Everyone in Liberty Hall knew that Larkin and Connolly were desperately trying to negotiate better terms with Mr Murphy and the city's other employers, but their efforts were to no avail. A special meeting was held in mid-January in Croydon Park and Nellie's heart broke as Jim Larkin, trying to control his own emotions, addressed the huge crowd of workers and advised them that the time had come for them to accept that they must return to work. After that, he told them, they should try to negotiate a fairer deal with their employers. Shocked, they listened, aware that the fight was over – for they could continue it no longer. They had been beaten by poverty, hunger and cold.

In dribs and drabs they returned to work, many feeling defeated and let down, but with no other option. Nellie watched, relieved, as the numbers attending the soup kitchen in Liberty Hall finally fell and as February passed most had resumed their jobs in Dublin's warehouses, factories, trams and docks. A few employers agreed to some improvements in conditions and pay, but many insisted that on their return the workers give up their union membership.

The union was nearly broken, but James Connolly believed that a new spirit had been born between the workers: they had shown a strength, courage and sense of unity never seen before, something they could build on for the future.

‘Hold your heads high,' he told Rosie Hackett and the other girls from Jacob's as they put away their aprons and went back to Dublin's huge biscuit factory.

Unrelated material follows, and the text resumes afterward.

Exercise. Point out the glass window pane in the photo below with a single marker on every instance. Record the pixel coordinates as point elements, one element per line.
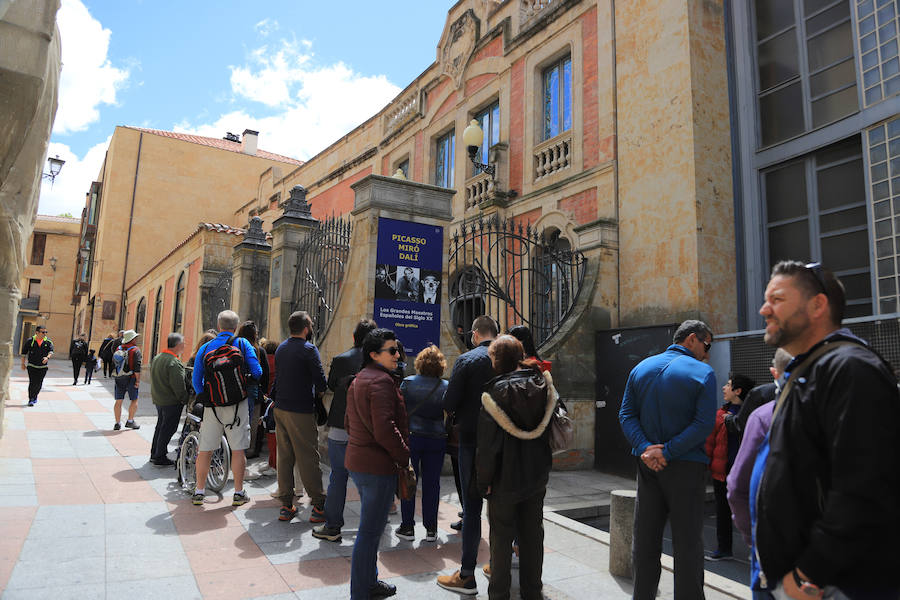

As the men returned to work, membership of the Citizen Army decreased and by spring it was decided to disband it as it was no longer necessary. But Larkin and Captain White decided that it might yet have a new role, so they reorganized it to become an army for the people of Ireland, open to all who believed in fighting for equal rights.

It seemed strange to see the kitchen nearly empty, the large dining halls no longer in use. Nellie was aware that she too must begin the search for a new job for herself. She was surprised when James Connolly asked her to consider working in Liberty Hall, giving cookery lessons to teach women and young wives how to feed their families with nutritious, low-cost meals. This time it would be a proper job with a rather modest salary, giving two or maybe three classes a week.

Nellie didn't have to give the matter any consideration, for she knew that she would relish the chance to continue working in Liberty Hall. She had come to love the old building on Beresford Place overlooking the River Liffey. She was pleased to accept and thanked James Connolly for this unexpected opportunity.

Chapter 38
Muriel

MURIEL FINALLY FELT
that she was returned to good health, and MacDonagh told her every day that he loved her and cared for her and that she was even more beautiful than ever. He also bought her a present – a wonderful box camera.